Project 4: AI Code Review Agent

Stack [SCRAPED]

  • Python + GPT-4
  • Functions named in the slide: fetch_pr_diff(), review_code(), post_review()
  • GitHub PR webhooks, triggers on every PR submission
  • Suggested extensions: 1-10 quality score per file, secondary agent for concrete fix suggestions

Minimal implementation [STANDARD pattern matching the scraped function names]
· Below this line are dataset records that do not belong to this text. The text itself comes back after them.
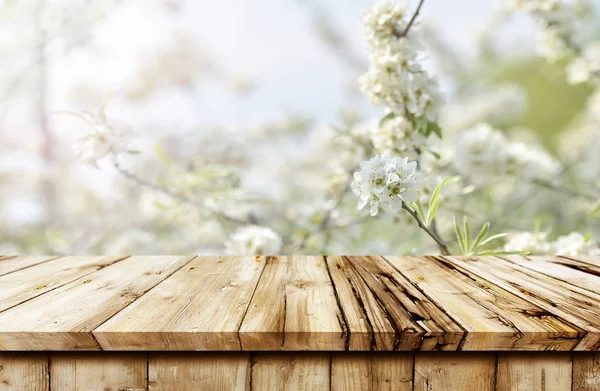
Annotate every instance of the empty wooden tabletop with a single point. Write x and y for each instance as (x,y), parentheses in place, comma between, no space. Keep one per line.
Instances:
(334,303)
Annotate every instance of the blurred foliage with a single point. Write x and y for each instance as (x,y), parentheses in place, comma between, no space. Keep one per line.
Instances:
(552,103)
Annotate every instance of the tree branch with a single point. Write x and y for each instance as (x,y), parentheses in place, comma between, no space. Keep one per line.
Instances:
(182,197)
(443,247)
(412,20)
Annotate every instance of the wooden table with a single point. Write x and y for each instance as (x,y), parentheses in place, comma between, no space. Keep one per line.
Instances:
(306,323)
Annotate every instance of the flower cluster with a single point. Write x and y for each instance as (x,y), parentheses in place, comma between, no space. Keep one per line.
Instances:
(559,25)
(485,152)
(387,182)
(103,140)
(583,68)
(396,136)
(254,240)
(395,78)
(572,244)
(530,242)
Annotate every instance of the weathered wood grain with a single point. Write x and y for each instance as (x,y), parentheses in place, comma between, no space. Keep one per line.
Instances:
(555,299)
(63,319)
(586,371)
(452,371)
(98,371)
(372,371)
(593,260)
(11,264)
(494,318)
(294,308)
(300,303)
(24,371)
(418,322)
(25,284)
(291,371)
(535,372)
(198,308)
(199,371)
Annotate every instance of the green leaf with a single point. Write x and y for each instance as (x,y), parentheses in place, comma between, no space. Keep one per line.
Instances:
(481,236)
(162,155)
(434,201)
(388,116)
(491,238)
(460,236)
(436,155)
(418,207)
(596,211)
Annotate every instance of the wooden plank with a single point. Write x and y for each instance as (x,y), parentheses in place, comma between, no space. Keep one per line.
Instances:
(294,308)
(451,371)
(11,264)
(584,282)
(575,308)
(493,318)
(372,371)
(63,319)
(586,371)
(593,260)
(198,371)
(98,371)
(286,371)
(25,284)
(24,371)
(417,322)
(367,325)
(572,263)
(198,308)
(534,371)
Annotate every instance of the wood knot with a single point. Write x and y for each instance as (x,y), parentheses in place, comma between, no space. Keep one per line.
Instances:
(302,284)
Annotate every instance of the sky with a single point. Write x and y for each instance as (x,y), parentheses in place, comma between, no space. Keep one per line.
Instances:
(271,42)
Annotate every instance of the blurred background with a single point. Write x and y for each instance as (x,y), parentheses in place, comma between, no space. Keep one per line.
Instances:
(232,101)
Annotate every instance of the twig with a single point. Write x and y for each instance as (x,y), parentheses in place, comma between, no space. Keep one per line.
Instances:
(562,189)
(412,20)
(443,247)
(182,197)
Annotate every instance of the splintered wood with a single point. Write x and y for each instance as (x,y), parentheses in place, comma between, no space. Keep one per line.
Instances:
(308,303)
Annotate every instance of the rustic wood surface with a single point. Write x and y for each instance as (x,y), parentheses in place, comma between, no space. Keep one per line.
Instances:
(301,303)
(300,371)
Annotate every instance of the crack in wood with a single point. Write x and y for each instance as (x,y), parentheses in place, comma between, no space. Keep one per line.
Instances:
(343,321)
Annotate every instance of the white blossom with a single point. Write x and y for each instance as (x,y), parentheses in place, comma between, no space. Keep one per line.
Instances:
(385,21)
(480,153)
(572,244)
(395,78)
(385,181)
(103,140)
(254,240)
(585,66)
(483,152)
(395,136)
(531,242)
(529,162)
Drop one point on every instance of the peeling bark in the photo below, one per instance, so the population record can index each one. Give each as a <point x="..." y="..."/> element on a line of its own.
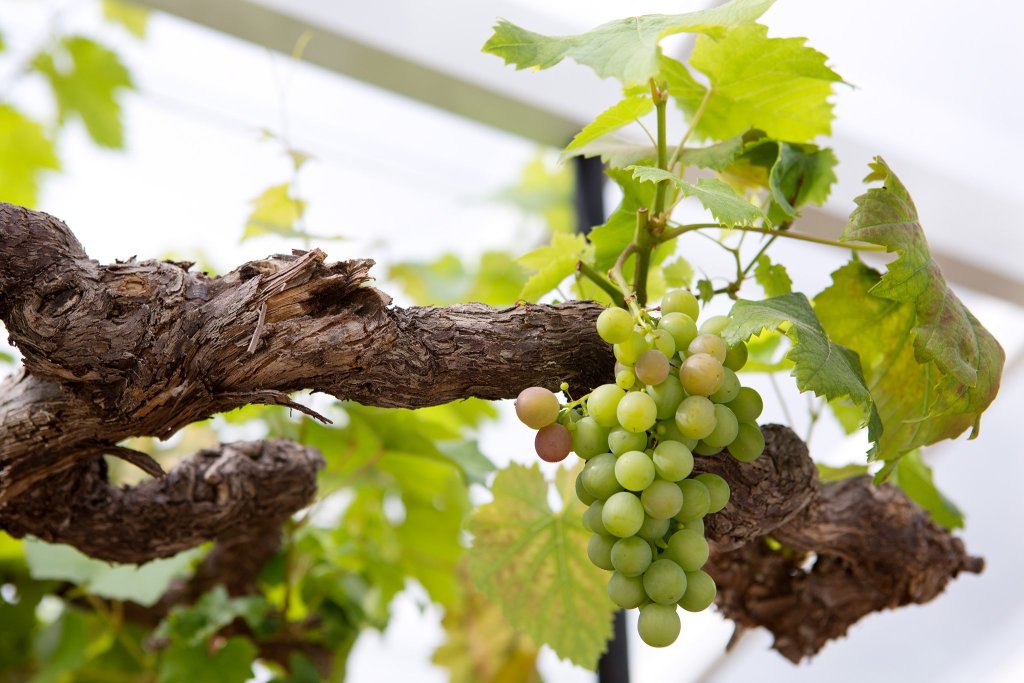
<point x="144" y="348"/>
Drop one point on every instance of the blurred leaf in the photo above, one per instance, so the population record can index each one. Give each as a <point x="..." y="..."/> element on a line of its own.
<point x="25" y="153"/>
<point x="532" y="563"/>
<point x="87" y="80"/>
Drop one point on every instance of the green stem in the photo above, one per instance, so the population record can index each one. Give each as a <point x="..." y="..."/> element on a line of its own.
<point x="602" y="282"/>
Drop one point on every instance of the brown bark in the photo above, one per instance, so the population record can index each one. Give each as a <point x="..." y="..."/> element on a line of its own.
<point x="144" y="348"/>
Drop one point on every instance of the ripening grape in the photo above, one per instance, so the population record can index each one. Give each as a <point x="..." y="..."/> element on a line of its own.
<point x="627" y="592"/>
<point x="636" y="412"/>
<point x="631" y="556"/>
<point x="553" y="442"/>
<point x="658" y="626"/>
<point x="652" y="367"/>
<point x="700" y="591"/>
<point x="750" y="442"/>
<point x="537" y="407"/>
<point x="718" y="491"/>
<point x="614" y="325"/>
<point x="599" y="550"/>
<point x="673" y="461"/>
<point x="665" y="582"/>
<point x="680" y="301"/>
<point x="701" y="375"/>
<point x="695" y="417"/>
<point x="602" y="404"/>
<point x="696" y="500"/>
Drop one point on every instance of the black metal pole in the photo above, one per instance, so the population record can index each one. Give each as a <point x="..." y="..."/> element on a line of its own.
<point x="614" y="664"/>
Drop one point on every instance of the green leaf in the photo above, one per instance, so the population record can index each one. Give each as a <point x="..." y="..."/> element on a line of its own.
<point x="532" y="562"/>
<point x="133" y="17"/>
<point x="772" y="278"/>
<point x="611" y="119"/>
<point x="25" y="153"/>
<point x="723" y="202"/>
<point x="553" y="263"/>
<point x="820" y="365"/>
<point x="274" y="212"/>
<point x="627" y="49"/>
<point x="777" y="85"/>
<point x="142" y="584"/>
<point x="87" y="80"/>
<point x="231" y="663"/>
<point x="914" y="477"/>
<point x="919" y="402"/>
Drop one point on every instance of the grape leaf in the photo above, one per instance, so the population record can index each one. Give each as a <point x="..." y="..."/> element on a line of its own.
<point x="777" y="85"/>
<point x="914" y="477"/>
<point x="532" y="562"/>
<point x="627" y="49"/>
<point x="772" y="278"/>
<point x="820" y="365"/>
<point x="611" y="119"/>
<point x="919" y="402"/>
<point x="553" y="263"/>
<point x="945" y="332"/>
<point x="25" y="153"/>
<point x="723" y="202"/>
<point x="87" y="80"/>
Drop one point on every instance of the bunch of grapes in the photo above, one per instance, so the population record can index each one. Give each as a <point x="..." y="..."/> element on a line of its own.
<point x="676" y="394"/>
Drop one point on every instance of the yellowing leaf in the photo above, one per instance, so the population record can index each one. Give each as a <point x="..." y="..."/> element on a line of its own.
<point x="531" y="561"/>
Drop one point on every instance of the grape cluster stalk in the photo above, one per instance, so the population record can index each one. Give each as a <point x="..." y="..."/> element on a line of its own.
<point x="676" y="394"/>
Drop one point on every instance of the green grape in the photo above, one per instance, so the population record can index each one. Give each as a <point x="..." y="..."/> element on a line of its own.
<point x="729" y="388"/>
<point x="695" y="417"/>
<point x="715" y="325"/>
<point x="701" y="375"/>
<point x="623" y="514"/>
<point x="713" y="345"/>
<point x="668" y="430"/>
<point x="652" y="529"/>
<point x="583" y="495"/>
<point x="602" y="403"/>
<point x="680" y="301"/>
<point x="681" y="327"/>
<point x="590" y="438"/>
<point x="627" y="592"/>
<point x="658" y="626"/>
<point x="637" y="412"/>
<point x="726" y="427"/>
<point x="662" y="500"/>
<point x="687" y="549"/>
<point x="696" y="500"/>
<point x="750" y="442"/>
<point x="700" y="592"/>
<point x="599" y="550"/>
<point x="599" y="476"/>
<point x="631" y="556"/>
<point x="701" y="449"/>
<point x="665" y="342"/>
<point x="629" y="350"/>
<point x="621" y="440"/>
<point x="652" y="367"/>
<point x="735" y="357"/>
<point x="667" y="396"/>
<point x="665" y="582"/>
<point x="592" y="518"/>
<point x="747" y="406"/>
<point x="673" y="461"/>
<point x="536" y="408"/>
<point x="634" y="470"/>
<point x="553" y="442"/>
<point x="718" y="489"/>
<point x="614" y="325"/>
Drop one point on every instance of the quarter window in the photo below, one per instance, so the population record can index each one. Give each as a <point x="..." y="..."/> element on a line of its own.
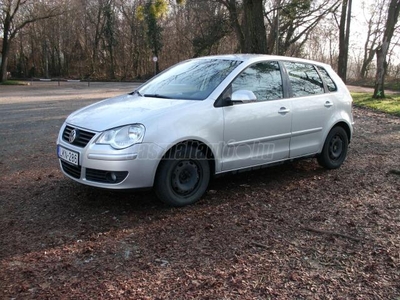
<point x="330" y="84"/>
<point x="304" y="79"/>
<point x="263" y="79"/>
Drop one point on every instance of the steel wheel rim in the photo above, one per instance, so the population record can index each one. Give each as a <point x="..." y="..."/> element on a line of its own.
<point x="186" y="177"/>
<point x="336" y="147"/>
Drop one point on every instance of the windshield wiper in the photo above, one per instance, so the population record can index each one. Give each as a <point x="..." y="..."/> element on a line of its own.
<point x="136" y="92"/>
<point x="157" y="96"/>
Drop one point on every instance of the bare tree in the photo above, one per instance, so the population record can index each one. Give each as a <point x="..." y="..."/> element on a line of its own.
<point x="374" y="32"/>
<point x="16" y="14"/>
<point x="382" y="50"/>
<point x="293" y="21"/>
<point x="344" y="37"/>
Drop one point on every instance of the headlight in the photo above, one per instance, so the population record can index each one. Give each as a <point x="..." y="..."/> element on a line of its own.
<point x="122" y="137"/>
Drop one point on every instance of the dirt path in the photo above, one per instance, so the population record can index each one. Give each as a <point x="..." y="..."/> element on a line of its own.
<point x="293" y="231"/>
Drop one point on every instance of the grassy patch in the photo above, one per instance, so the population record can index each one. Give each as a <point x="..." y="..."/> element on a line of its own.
<point x="391" y="104"/>
<point x="14" y="82"/>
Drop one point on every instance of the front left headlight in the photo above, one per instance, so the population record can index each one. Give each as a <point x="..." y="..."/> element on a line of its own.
<point x="122" y="137"/>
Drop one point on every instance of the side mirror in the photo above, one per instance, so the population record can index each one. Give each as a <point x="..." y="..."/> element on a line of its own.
<point x="243" y="96"/>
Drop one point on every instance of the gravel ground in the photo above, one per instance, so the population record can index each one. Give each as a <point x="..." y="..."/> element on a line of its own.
<point x="292" y="231"/>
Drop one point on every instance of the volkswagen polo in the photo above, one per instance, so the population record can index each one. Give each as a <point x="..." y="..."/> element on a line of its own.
<point x="208" y="116"/>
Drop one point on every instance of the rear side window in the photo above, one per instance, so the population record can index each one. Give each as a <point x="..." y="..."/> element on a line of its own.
<point x="304" y="79"/>
<point x="263" y="79"/>
<point x="330" y="84"/>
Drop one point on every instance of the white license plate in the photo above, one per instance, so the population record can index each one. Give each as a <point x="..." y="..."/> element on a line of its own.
<point x="68" y="155"/>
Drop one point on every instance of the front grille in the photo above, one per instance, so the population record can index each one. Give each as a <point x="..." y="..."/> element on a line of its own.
<point x="105" y="176"/>
<point x="71" y="170"/>
<point x="82" y="137"/>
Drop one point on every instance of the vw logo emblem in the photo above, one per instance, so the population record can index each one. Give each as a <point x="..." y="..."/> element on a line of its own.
<point x="72" y="136"/>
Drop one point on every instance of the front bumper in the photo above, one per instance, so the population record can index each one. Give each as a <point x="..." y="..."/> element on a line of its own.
<point x="104" y="167"/>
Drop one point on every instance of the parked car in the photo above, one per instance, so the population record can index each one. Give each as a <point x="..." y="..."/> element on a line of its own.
<point x="208" y="116"/>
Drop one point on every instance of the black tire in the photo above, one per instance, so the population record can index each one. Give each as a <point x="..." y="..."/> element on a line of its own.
<point x="182" y="176"/>
<point x="335" y="149"/>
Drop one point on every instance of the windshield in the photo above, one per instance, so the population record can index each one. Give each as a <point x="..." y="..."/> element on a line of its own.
<point x="190" y="80"/>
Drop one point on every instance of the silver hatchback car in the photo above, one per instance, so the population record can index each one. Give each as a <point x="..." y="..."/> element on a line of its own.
<point x="208" y="116"/>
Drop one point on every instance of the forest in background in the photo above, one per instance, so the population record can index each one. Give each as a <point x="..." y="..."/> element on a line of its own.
<point x="117" y="39"/>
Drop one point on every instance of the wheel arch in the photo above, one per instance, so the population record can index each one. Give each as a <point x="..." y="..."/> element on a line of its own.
<point x="346" y="128"/>
<point x="203" y="147"/>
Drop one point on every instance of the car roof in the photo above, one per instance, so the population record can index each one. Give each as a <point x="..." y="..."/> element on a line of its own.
<point x="257" y="57"/>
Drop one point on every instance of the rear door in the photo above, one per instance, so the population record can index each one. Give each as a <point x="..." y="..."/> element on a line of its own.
<point x="311" y="108"/>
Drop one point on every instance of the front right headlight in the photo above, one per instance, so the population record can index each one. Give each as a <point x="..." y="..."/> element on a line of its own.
<point x="122" y="137"/>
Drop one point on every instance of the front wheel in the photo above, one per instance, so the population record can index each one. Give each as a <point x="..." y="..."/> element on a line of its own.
<point x="335" y="149"/>
<point x="182" y="177"/>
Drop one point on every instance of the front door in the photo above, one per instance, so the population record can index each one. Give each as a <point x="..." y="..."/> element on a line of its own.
<point x="257" y="132"/>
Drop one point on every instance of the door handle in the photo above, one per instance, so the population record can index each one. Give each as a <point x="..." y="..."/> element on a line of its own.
<point x="283" y="110"/>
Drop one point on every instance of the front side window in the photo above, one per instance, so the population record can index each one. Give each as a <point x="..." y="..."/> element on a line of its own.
<point x="263" y="79"/>
<point x="304" y="79"/>
<point x="190" y="80"/>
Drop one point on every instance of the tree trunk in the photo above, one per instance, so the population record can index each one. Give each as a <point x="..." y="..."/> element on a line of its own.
<point x="381" y="52"/>
<point x="344" y="36"/>
<point x="254" y="28"/>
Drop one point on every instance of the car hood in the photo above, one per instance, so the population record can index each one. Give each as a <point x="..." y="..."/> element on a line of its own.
<point x="123" y="110"/>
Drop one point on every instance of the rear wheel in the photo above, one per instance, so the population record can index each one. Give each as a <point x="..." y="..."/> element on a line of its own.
<point x="335" y="149"/>
<point x="183" y="176"/>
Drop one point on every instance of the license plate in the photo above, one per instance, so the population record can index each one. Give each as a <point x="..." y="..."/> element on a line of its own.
<point x="68" y="155"/>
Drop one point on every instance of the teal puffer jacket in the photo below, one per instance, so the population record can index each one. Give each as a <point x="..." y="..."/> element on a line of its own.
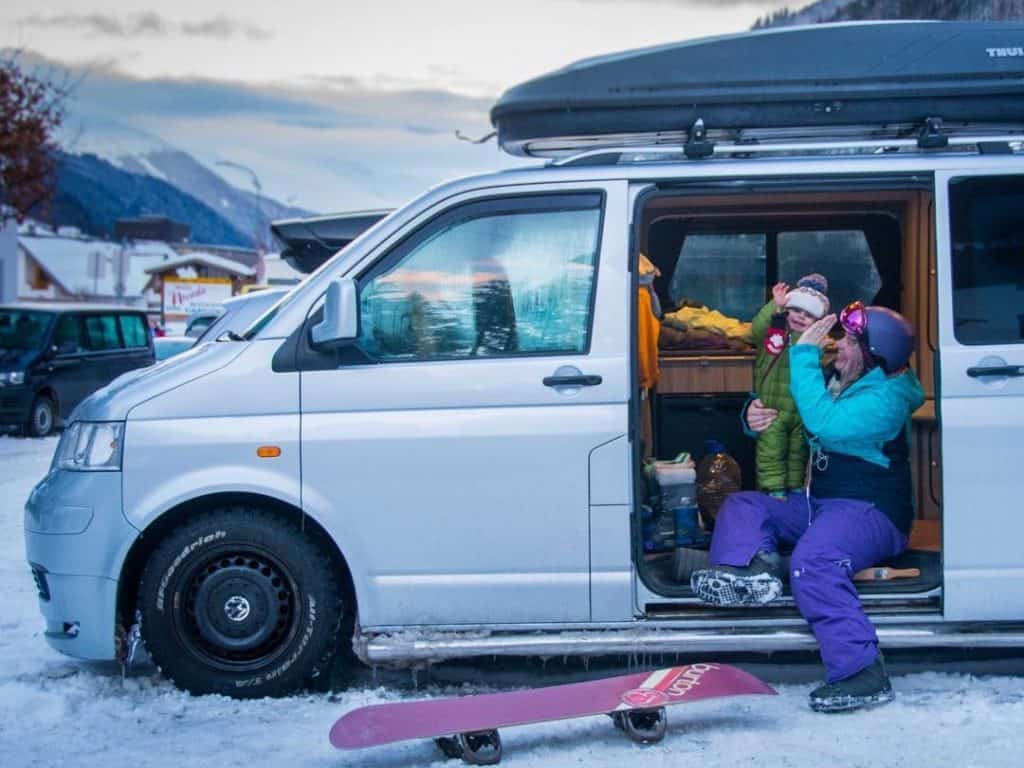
<point x="864" y="416"/>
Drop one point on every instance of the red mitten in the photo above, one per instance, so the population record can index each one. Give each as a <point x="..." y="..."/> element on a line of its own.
<point x="775" y="338"/>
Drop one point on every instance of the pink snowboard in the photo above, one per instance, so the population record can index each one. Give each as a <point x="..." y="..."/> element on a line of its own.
<point x="381" y="724"/>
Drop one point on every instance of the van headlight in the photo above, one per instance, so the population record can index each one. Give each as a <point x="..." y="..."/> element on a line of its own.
<point x="91" y="446"/>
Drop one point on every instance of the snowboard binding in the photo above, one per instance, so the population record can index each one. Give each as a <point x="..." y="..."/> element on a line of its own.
<point x="642" y="726"/>
<point x="477" y="748"/>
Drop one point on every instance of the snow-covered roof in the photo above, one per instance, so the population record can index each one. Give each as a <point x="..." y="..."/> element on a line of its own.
<point x="82" y="265"/>
<point x="280" y="272"/>
<point x="206" y="259"/>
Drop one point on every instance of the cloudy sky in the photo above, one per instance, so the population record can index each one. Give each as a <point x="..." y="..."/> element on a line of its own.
<point x="335" y="104"/>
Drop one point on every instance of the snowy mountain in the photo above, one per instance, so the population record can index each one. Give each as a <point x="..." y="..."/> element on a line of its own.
<point x="863" y="10"/>
<point x="244" y="213"/>
<point x="91" y="194"/>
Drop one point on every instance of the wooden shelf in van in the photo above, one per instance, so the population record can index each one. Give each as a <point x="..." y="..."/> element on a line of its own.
<point x="926" y="413"/>
<point x="706" y="374"/>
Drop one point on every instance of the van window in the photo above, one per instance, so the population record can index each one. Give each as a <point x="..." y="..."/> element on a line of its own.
<point x="68" y="335"/>
<point x="23" y="329"/>
<point x="497" y="279"/>
<point x="101" y="333"/>
<point x="133" y="331"/>
<point x="843" y="256"/>
<point x="987" y="238"/>
<point x="726" y="271"/>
# pip install fastapi uvicorn pygithub openai
from fastapi import FastAPI, Request, Header, HTTPException
from github import Github
from openai import OpenAI
import hmac, hashlib, os

app = FastAPI()
oa = OpenAI()
gh = Github(os.environ["GITHUB_TOKEN"])
WEBHOOK_SECRET = os.environ["WEBHOOK_SECRET"].encode()

def verify_signature(body: bytes, signature: str):
    expected = "sha256=" + hmac.new(WEBHOOK_SECRET, body, hashlib.sha256).hexdigest()
    if not hmac.compare_digest(expected, signature):
        raise HTTPException(401, "Invalid signature")

def fetch_pr_diff(repo_name: str, pr_number: int) -> list:
    """Fetch all file diffs from a PR."""
    repo = gh.get_repo(repo_name)
    pr = repo.get_pull(pr_number)
    return [{"filename": f.filename, "patch": f.patch or ""} for f in pr.get_files()]

def review_code(files: list) -> dict:
    """GPT-4 review, returns per-file comments + overall score."""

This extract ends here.